In a statement, Lenovo officials wrote:

Lenovo is aware of the AMI MegaRAC concern identified by Binarly. We are working with our supplier to identify any potential impacts to Lenovo products. ThinkSystem servers with XClarity Controller (XCC) and System x servers with Integrated Management Module v2 (IMM2) do not use MegaRAC and are not affected.

An AMI representative declined to comment on the vulnerability but added the standard statements about security being an important priority. An Intel representative confirmed the accuracy of the Binarly report. Representatives from Supermicro didn't respond to an email seeking confirmation of the report.

The lighttpd flaw is what’s known as a heap out-of-bounds read vulnerability that's caused by bugs in HTTP request parsing logic. Hackers can exploit it using maliciously designed HTTP requests.

“A potential attacker can exploit this vulnerability in order to read memory of Lighttpd Web Server process,” Binarly researchers wrote in an advisory. “This may lead to sensitive data exfiltration, such as memory addresses, which can be used to bypass security mechanisms such as ASLR.” Advisories are available here, here, and here.

This isn’t the first major supply chain gaff to be unearthed by Binarly. In December, the firm disclosed LogoFail, an attack that executes malicious firmware early in the boot-up sequence as a result of outdated firmware used in virtually all Unified Extensible Firmware Interfaces, which are responsible for booting modern devices that run Windows or Linux.

People or organizations using Supermicro gear should check with the manufacturer to find information on possible fixes.
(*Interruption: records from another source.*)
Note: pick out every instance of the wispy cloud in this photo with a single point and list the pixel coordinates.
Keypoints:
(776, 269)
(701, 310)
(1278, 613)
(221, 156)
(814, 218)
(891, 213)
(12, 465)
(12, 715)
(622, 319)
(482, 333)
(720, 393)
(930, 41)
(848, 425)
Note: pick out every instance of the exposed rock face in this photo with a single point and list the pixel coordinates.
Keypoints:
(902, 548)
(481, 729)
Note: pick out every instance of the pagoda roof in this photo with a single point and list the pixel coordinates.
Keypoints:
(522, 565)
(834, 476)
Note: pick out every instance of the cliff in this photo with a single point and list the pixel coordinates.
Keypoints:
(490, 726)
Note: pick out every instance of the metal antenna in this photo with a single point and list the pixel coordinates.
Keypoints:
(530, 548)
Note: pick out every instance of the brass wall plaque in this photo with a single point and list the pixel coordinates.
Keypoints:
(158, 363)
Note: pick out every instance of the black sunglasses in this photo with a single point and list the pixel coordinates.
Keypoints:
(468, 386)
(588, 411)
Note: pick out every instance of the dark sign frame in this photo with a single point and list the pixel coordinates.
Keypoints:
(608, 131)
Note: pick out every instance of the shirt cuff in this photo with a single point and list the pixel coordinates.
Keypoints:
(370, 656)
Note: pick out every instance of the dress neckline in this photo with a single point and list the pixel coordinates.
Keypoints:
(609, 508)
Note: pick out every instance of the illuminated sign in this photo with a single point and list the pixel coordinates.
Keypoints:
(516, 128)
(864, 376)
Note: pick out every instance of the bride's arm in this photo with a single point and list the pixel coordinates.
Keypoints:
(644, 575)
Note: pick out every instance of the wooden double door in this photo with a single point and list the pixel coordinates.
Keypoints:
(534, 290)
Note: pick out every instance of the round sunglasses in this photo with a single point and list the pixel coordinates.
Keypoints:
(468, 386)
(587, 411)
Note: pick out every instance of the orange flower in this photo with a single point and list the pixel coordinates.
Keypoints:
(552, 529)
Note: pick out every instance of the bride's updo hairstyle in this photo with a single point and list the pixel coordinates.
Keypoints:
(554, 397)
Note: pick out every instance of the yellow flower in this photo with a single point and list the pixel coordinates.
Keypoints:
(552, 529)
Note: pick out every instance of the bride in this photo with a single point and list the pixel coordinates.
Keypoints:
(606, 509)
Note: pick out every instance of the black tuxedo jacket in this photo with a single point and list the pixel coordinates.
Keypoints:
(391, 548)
With no fixes available from Intel or Lenovo, there’s not much users of these affected hardware can do. It’s worth mentioning explicitly, however, that the severity of the lighttpd vulnerability is only moderate and is of no value unless an attacker has a working exploit for a much more severe vulnerability. In general, BMCs should be enabled only when needed and locked down carefully, as they allow for extraordinary control of entire fleets of servers with simple HTTP requests sent over the Internet.